For major elements, after equilibrating with calcite, barite and fluorite are supersaturated, and you could precipitate a small amount of SO4 and Ca (not much). Goethite and other iron oxides are supersaturated. All of these could be included in equilibrium phases. There could be some sorption of SO4-2 or NO3- on iron oxides, but my guess is that it would not be enough to make much difference in the concentration. Similarly, there is no obvious way to increase the concentrations of Na, K, and Cl. I would want to know that there is a clear, reproducible, significant change in these concentrations  before I would go too far with modeling.

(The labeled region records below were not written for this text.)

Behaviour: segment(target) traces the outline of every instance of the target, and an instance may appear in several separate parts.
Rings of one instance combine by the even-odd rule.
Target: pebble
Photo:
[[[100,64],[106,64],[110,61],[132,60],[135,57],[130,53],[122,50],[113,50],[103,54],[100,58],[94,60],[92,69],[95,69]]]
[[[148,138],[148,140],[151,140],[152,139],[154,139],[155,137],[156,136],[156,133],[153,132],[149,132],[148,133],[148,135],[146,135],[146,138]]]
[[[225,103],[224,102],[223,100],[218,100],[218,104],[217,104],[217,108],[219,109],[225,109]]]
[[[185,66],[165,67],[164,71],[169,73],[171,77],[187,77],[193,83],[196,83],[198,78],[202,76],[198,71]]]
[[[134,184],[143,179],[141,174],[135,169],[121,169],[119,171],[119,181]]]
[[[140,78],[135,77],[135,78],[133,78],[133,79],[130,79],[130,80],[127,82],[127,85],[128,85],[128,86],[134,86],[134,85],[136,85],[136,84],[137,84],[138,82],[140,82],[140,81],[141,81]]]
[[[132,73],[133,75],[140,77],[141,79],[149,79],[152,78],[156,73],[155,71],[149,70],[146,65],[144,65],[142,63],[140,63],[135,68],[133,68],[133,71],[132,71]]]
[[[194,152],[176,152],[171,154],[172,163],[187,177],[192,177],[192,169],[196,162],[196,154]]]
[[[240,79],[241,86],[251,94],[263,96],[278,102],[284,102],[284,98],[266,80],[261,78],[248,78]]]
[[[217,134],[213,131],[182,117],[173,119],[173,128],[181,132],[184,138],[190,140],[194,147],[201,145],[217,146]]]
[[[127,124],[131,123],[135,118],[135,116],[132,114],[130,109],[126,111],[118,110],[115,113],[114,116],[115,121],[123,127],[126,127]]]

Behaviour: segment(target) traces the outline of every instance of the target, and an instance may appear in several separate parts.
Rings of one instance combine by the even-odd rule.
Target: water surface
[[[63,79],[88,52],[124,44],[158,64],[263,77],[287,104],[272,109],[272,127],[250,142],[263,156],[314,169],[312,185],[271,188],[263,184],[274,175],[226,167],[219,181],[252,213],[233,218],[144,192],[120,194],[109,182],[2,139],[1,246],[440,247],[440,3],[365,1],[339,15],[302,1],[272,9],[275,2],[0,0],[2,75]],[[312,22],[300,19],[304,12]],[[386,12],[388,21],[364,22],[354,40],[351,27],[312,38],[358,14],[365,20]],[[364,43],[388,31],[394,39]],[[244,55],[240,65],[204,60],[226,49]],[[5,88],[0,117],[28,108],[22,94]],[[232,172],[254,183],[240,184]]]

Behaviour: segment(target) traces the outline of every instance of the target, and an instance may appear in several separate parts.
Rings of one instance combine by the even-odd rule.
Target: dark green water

For trace elements, you are talking about very small concentrations, and analytical error becomes important. In theory, solid solutions do account for the fact that there are no pure compounds; all reagents have trace impurities because solid solutions prevent formation of an absolutely pure compound. However, I seriously doubt that you would be able to model these trace elements accurately. There are too many uncertainties in the equilibrium constants for the phases, and more importantly, the solid solutions are probably not ideal (as you have modeled the SOLID_SOLUTION). Further, sorption on the iron oxides and SiO2 may be important, and accurately modeling sorption of trace elements is probably not possible.

Even with ideal solid solutions, I am skeptical of some of the minerals that you have included in the SOLID_SOLUTION. The most likely phases would be those that replace calcium with a cation or carbonate with an anion. I don't think it makes sense to include quartz, jarosite, and a couple of the other phases.

[lrossi]

Hello,
Thank you for your answer.

I would like to model major ions and trace elements.
With the script I sent previously I got precisely the same concentrations that I find in batch or field experiments for Fe, Co, Cu, Mn, Sr, Ca, Mg and HCO3. To achieve this I simply modified the number of moles of each mineral phase in SOLID_SOLUTIONS.
I understand that some phases are not suitable or representative of the carbonate rock I am studying. I had mainly chosen in a first time phases which would allow to represent the impurities in the carbonates.


But with this technique, I can't find the same concentrations for Na, K and Cl which are increasing:
Na: 10 mg/L (pH 7) to 25 mg/L (pH 6)
K: 0.5 mg/L (pH 7) to 7 mg/L (pH 6)
Cl: 15 mg/L (pH 7) to 30 mg/L (pH 6)

and NO3 and SO4 decreasing:
NO3: 30 mg/L (pH 7) to 20 mg/L (pH 6)
SO4 : 65 mg/L (pH 7) to 35 mg/L (pH 6)


I don't see how to model NO3, SO4, Na, K and Cl. I thought that they could be adsorbed on the surface of the calcite or come from small amounts of clays that would have gone unnoticed by XRD.